A parameter is a number that does not "come out" of the theory, but needs to be input into the theory by hand. The electron mass is a good example -- no one can (currently) calculate the electron mass, it is simply something we measure.
There are no absolute rules about things like "how many parameters is too many parameters," though of course many people have different opinions. From the point of view of fundamental physics, typically progress is made by synthesis or unification, which is the development of a deeper theory that simultaneously explains two phenomena you originally thought were different. Typically, a synthesis of two apparently different physical theories leads to realizing that what was originally a free parameter in one of the theories can actually be calculated in the unified theory.
There are a few very famous examples of this in undergraduate physics. Here are a few examples (admittedly the last is not really an undergraduate level example)
The acceleration due to gravity on the surface of the Earth, $g$, can be calculated from the mass $M_\oplus$ and radius $R_\oplus$ of the Earth and Newton's gravitational constant, $g = G\frac{M_\oplus}{R_\oplus^2}$. In Galileo's time, gravity on the Earth was not known to be connected to astronomical quantities like the mass and radius of the Earth, but Newton showed that gravity is one force underlying apples falling from trees and moons orbiting planets.
The speed of light $c$ can be calculated from the electric and magnetic field coupling constants, which in SI units are $\epsilon_0$ and $\mu_0$. In SI units, we have $c^2 = (\mu_0 \epsilon_0)^{-1}$. This follows from Maxwell's realization that light, electricity, and magnetism -- three apparently different subjects -- are all actually one unified theory of electromagnetism.
The gas constant $R$ is related to Avogadro's number $N_A$ and the Boltzmann constant $k$, $R = k N_A$. Realizing the atomic structure of matter explained a lot of phenomena in thermodynamics by reducing them to the statistical motion of individual atoms.
The peak wavelength of light emitted from a black body at temperature $T$, was known in the 1800s to be given by Wien's displacement law, $\lambda_{\rm peak} = b/T$. The constant $b$ is known as Wien's displacement constant.
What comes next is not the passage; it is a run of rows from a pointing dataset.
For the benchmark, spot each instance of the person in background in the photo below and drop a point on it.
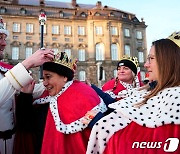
(149, 115)
(127, 76)
(11, 80)
(68, 100)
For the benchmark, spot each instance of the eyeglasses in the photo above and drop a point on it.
(150, 58)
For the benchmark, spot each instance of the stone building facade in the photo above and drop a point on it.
(97, 35)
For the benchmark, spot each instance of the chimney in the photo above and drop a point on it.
(73, 2)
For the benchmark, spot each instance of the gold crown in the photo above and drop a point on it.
(63, 59)
(132, 59)
(175, 37)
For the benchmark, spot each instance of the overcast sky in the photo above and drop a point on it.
(161, 16)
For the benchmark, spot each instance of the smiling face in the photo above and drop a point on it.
(151, 65)
(125, 74)
(53, 82)
(2, 44)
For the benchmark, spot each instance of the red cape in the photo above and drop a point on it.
(110, 84)
(72, 105)
(122, 141)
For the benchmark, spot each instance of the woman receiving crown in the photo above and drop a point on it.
(69, 100)
(148, 119)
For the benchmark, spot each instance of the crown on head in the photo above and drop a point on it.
(132, 59)
(63, 59)
(2, 29)
(175, 37)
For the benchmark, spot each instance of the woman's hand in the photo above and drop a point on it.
(38, 58)
(29, 88)
(89, 116)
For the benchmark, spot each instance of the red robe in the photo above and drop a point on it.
(122, 141)
(110, 84)
(73, 104)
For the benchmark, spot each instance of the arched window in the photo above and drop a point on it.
(68, 52)
(127, 50)
(114, 52)
(100, 51)
(28, 51)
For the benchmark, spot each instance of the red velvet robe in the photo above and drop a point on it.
(72, 105)
(122, 141)
(110, 84)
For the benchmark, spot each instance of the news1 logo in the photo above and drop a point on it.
(170, 145)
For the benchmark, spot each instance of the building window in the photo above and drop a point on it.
(23, 11)
(81, 54)
(139, 35)
(15, 53)
(115, 73)
(81, 30)
(29, 28)
(114, 52)
(82, 75)
(54, 38)
(141, 57)
(83, 14)
(55, 29)
(103, 75)
(45, 29)
(126, 32)
(143, 75)
(67, 30)
(61, 14)
(5, 25)
(127, 50)
(56, 50)
(68, 52)
(28, 52)
(81, 40)
(111, 14)
(16, 27)
(99, 51)
(67, 39)
(3, 10)
(15, 37)
(99, 30)
(97, 14)
(114, 30)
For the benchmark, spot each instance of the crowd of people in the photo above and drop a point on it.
(64, 115)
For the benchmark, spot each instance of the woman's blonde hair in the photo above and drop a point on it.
(167, 55)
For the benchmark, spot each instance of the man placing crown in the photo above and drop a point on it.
(69, 100)
(11, 80)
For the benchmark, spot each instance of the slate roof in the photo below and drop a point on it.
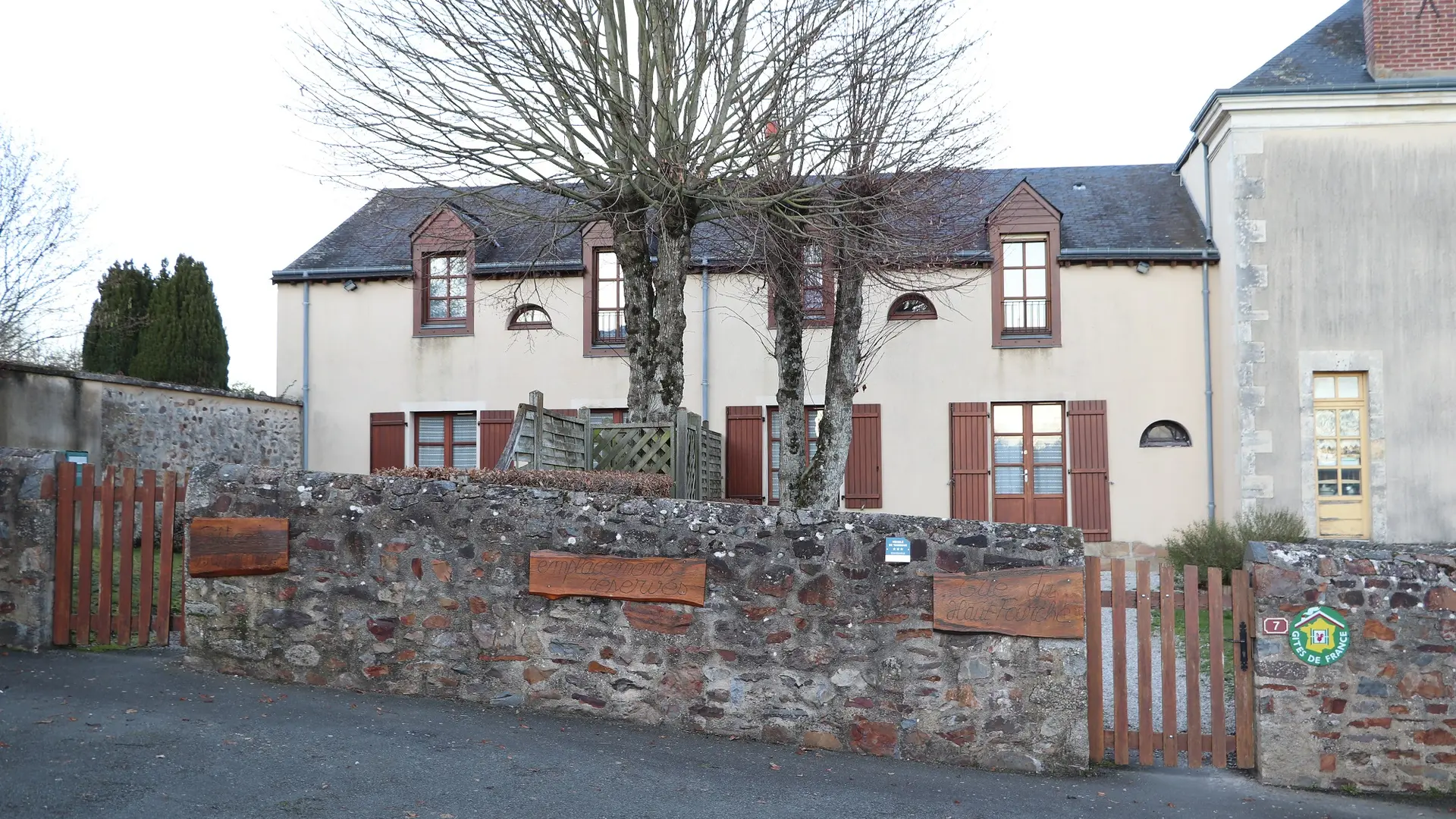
(1117, 212)
(1329, 55)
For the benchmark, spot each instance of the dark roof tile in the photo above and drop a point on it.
(1122, 207)
(1329, 55)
With the development of quantum mechanics and the Planck distribution, it was shown that $b=h c / x k$, where $h$ is Planck's constant, $c$ is the speed of light, $k$ is Boltzmann's constant, and $x$ is a calculable order 1 factor that drops out of some annoying algebra ($x=4.965...$ solves $(x-5)e^x+5=0$).
While this is not as "basic" as the others, the unification of the electric and weak forces showed that the Fermi constant $G_F$ controlling the lifetime of the muon, is closely related to the Higgs vacuum expectation value $v$, via $v = (\sqrt{2} G_F)^{-1/2}$ (and therefore also to the mass and coupling of the W boson).
Note that these examples of unification leading to a deeper understanding of an input parameter are correlated with major developments in physics -- gravity, electromagnetism, statistical mechanics, quantum mechanics, and the electroweak theory.
There is a belief in theoretical physics that the Standard Model is not a fundamental theory (indeed we know it can't be because it doesn't contain gravity and dark matter). By extrapolating the logic of unification that has always been associated with progress in physics, one hopes that at least some of the numbers that are currently input parameters to the Standard Model, will actually be shown to be calculable outputs using a deeper theory.